Why? By what measure is this not simple clickbait? Because it's a well-known pattern that has been used to bait people for years already? Because it's targeted at a tech audience? Because it's written by someone from Mozilla? None of these seem like reasons not to go with a more descriptive title.
Yes, exactly, because it's a well known trope by now, it's no longer deceptive and has a completely different meaning now than originally. Originally it was click bait, now it is a shared culture joke.
It's only clickbait if you claim that you have never seen it before. Do you wish to try to claim that?
The title is exactly the same both with and without the trailing extra few words, except one is dry and one attempts to be humorous.
You may for some reason find the attempted humor intolerable, but that's more about you than the article.

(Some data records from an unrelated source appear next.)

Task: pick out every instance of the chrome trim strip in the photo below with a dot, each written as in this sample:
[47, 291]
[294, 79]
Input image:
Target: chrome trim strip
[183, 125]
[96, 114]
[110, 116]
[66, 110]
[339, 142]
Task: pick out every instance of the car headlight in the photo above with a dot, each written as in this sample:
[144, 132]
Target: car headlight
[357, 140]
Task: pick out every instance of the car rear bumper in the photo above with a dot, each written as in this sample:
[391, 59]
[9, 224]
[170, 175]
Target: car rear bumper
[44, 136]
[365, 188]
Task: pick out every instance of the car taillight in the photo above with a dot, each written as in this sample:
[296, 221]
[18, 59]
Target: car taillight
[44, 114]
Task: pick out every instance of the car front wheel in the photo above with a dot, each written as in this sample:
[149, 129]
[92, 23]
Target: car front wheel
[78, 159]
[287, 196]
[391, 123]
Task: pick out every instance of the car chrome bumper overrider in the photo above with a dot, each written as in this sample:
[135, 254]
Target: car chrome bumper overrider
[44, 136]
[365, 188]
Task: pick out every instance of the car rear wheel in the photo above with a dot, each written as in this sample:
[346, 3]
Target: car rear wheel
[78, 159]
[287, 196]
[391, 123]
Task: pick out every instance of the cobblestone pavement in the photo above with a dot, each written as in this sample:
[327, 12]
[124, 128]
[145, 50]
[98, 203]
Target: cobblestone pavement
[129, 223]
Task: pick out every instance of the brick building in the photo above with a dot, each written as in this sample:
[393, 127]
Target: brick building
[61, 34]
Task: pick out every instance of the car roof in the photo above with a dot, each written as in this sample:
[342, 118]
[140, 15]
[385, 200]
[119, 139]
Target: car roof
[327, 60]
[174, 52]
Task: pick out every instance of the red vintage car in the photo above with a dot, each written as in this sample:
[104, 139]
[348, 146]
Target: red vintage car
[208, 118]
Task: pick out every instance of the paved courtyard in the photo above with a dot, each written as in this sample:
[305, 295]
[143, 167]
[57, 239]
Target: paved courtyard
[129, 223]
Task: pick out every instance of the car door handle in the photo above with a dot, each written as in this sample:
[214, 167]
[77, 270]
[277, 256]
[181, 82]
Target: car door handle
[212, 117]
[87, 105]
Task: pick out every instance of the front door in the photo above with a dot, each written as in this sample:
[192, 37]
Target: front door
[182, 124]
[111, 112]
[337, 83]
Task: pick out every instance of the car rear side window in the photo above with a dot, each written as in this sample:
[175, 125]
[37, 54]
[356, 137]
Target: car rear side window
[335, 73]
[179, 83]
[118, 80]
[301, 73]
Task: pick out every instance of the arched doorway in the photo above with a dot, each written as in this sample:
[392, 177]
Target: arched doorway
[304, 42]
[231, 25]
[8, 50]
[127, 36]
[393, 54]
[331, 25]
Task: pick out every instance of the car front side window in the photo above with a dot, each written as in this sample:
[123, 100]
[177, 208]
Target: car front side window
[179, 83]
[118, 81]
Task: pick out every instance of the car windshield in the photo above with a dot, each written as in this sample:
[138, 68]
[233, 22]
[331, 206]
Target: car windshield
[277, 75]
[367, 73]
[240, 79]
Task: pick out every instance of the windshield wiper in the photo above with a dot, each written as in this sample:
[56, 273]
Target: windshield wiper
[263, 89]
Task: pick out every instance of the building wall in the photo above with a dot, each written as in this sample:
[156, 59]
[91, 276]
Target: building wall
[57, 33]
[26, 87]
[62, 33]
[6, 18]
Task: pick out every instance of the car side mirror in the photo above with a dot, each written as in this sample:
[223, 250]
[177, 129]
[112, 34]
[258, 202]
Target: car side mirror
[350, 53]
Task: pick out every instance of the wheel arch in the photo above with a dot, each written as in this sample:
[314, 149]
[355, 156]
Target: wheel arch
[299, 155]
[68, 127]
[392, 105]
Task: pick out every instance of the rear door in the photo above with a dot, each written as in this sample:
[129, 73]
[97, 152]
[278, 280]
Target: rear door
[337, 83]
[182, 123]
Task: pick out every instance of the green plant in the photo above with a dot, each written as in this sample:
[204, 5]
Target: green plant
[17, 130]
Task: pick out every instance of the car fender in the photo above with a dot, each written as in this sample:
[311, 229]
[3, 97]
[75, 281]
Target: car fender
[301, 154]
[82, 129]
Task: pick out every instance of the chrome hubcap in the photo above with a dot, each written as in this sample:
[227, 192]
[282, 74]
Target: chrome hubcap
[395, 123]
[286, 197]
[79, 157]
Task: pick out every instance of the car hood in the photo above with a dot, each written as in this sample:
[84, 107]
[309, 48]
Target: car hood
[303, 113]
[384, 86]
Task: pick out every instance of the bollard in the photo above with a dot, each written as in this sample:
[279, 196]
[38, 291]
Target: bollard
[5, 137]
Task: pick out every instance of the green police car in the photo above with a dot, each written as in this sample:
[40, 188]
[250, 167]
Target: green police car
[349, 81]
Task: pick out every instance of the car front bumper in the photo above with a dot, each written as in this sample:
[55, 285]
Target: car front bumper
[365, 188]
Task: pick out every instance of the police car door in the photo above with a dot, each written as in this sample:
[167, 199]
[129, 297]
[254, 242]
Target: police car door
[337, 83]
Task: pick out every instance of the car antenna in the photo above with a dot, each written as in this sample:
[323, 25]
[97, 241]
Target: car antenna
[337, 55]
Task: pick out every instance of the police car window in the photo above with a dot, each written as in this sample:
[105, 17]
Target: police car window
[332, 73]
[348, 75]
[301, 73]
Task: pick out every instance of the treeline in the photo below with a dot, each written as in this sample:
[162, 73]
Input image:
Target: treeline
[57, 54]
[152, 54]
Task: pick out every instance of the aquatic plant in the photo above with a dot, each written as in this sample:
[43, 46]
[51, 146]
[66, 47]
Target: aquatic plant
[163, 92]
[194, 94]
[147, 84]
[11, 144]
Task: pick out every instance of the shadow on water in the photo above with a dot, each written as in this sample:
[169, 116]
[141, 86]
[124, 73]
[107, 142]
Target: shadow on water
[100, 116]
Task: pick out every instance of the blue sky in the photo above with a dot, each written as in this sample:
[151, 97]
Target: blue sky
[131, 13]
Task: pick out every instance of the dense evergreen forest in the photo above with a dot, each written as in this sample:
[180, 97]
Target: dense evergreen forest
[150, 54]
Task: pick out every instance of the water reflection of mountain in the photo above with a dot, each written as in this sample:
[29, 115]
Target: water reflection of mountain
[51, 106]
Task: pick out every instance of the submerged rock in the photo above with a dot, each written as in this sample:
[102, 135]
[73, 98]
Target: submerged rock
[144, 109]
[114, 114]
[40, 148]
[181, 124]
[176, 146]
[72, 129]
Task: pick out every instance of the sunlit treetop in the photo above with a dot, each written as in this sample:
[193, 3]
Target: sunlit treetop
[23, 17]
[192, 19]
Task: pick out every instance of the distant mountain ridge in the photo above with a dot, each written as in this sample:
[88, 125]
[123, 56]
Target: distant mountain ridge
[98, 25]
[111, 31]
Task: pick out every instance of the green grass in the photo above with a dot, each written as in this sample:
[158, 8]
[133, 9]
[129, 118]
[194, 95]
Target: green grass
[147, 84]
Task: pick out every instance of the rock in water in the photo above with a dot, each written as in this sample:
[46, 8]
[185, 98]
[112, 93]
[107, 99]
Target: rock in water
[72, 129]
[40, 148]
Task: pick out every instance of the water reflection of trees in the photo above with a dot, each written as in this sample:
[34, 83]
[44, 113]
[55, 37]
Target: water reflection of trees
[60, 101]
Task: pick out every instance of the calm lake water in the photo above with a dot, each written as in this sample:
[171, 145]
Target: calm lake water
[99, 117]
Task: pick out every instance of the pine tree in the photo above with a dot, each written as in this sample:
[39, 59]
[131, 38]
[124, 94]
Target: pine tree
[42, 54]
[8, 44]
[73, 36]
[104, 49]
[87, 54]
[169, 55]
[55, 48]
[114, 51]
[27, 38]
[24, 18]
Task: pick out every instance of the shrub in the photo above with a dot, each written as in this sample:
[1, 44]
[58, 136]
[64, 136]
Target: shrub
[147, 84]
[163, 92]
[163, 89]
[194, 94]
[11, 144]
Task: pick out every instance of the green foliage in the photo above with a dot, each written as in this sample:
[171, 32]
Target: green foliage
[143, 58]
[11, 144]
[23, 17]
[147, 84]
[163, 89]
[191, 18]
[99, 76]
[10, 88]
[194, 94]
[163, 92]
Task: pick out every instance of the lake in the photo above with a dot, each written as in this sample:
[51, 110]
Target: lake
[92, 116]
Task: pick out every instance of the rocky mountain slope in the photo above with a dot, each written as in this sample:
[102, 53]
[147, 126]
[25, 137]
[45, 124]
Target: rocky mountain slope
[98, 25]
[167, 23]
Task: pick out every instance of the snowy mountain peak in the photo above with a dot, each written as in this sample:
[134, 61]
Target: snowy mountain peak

There is actually still a clickbaity element, but it's not anything you complained about, it's leaving out a few words to say "on Windows by avoiding overcommittting memory" or similar. Beginning a sentence and withholding the gist so the only way to know the end is to read the article, is indeed click bait.
I generally agree, though it occurred to me that the fact it is now a cultural joke may make you want to know what's behind it, making it a second-order click bait.
I agree but then that makes it "dual use" clickbait, since there's always less-savvy new people coming along.
Someday it will be possible to effectively filter all info that is presented on my devices, and along with anyone/anything mentioning Trump and Musk, overly-clever articles that sound like clickbait will be gone along with the real thing.
It is click bait. It's not really deceptive. It could have been more descriptive indeed. It's hard to summarize in a title though. Probably not impossible. What would you have written?
Anyway, everything fully worked as intended for me: I had some fun reading this title, expected something interesting coming from hacks.mozilla.org and got it.